How Long Were You Running a Calorie Deficit for?

If you spent 3-4 months aggressively cutting fat with very little refeed days in between, then it’s recommended to eat at maintenance for at least 1-3 months before continuing to work your way to your goal body weight.

Embrace the new body weight and body fat percentage you achieved and just stay there for a little while.

It is also important to make sure you know what your new maintenance calories are based on the current body weight you achieved.

How Well Did You adhere to Your Diet?

You may have had several days where you screwed up your diet, overate, and didn’t see much progress in the way of fat loss. You might not be mentally ready to be on a fat loss diet.

In this situation, you would want to spend 2-4 weeks eating at your maintenance calories.

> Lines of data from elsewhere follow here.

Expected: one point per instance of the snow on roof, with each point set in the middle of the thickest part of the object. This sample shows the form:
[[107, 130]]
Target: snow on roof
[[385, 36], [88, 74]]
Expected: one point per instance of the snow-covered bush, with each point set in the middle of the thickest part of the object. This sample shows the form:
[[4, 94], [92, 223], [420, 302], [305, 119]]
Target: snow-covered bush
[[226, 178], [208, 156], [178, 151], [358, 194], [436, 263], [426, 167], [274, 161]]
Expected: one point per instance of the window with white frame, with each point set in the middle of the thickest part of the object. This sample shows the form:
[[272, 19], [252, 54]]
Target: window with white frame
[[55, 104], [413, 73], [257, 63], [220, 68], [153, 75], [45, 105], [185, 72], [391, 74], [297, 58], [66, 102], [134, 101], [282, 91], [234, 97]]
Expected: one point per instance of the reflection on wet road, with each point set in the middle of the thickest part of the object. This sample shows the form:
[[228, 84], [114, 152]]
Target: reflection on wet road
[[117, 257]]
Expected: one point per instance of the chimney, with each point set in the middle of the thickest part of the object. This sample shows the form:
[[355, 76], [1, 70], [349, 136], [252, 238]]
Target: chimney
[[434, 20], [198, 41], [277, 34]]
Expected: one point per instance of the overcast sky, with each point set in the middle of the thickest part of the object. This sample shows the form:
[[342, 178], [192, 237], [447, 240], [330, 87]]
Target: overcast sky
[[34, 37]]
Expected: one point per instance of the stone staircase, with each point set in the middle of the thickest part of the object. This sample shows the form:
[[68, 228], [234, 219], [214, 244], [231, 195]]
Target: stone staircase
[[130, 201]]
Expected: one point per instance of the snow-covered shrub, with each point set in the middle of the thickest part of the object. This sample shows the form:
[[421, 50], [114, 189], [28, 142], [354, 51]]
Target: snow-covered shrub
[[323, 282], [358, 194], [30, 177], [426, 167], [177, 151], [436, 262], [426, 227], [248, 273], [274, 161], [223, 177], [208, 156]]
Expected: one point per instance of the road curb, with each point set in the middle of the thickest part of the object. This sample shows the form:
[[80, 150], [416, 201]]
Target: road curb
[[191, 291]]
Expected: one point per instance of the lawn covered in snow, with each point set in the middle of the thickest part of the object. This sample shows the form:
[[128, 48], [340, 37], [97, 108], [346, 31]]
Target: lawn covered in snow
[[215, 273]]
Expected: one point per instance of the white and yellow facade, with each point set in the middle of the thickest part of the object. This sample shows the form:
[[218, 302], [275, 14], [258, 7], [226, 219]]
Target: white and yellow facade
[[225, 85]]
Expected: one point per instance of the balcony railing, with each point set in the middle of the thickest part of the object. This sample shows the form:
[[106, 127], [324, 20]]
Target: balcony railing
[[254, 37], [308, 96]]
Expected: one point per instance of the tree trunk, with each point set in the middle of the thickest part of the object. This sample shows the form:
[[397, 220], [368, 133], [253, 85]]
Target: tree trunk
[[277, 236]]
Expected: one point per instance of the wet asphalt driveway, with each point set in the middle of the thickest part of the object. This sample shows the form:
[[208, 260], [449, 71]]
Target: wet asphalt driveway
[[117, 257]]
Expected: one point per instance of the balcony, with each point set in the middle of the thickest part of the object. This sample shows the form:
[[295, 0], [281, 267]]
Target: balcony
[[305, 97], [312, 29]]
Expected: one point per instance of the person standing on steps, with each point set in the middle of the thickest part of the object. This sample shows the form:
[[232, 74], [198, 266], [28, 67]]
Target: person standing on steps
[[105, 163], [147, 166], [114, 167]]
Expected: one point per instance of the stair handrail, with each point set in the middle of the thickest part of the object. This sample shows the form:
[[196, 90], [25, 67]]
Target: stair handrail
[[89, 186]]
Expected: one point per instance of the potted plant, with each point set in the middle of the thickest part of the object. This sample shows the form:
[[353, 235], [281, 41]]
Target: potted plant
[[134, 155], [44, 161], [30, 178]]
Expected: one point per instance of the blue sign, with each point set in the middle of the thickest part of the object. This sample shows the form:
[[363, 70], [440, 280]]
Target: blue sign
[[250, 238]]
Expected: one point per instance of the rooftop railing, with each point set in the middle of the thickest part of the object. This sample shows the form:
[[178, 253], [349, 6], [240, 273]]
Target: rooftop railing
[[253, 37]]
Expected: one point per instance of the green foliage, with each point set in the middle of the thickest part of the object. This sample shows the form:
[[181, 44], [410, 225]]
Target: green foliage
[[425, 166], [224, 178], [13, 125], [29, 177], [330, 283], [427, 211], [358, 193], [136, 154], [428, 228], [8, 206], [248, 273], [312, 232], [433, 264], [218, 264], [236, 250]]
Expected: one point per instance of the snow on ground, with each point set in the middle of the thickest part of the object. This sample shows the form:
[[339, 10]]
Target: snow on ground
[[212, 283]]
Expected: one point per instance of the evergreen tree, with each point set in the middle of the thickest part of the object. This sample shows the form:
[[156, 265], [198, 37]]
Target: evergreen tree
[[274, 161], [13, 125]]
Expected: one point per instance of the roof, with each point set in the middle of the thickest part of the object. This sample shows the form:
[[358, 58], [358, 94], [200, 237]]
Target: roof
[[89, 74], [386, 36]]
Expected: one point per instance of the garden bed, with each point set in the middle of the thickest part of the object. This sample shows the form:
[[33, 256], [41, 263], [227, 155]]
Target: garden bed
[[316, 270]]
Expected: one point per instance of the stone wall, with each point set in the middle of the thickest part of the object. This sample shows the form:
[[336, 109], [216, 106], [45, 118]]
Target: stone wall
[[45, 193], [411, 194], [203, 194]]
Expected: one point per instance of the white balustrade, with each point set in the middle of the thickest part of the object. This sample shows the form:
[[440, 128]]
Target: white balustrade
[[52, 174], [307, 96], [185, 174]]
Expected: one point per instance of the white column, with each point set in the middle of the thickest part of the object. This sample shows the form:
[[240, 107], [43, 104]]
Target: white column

This will do a few things for you:

  1. It will give you time to properly structure your meals and determine what meals make dieting easy for you.
  2. It will eliminate yo-yo dieting, which is having calories up 1 day, down the next day, and then up again the next day.
  3. It will give your metabolism time to stabilize.

Conclusion

Weight management is one of the most overlooked skills in fitness. There is not enough education about mastering maintaining weight. When you master the skill of maintaining leanness, you will eventually get to a point where you no longer must track calories.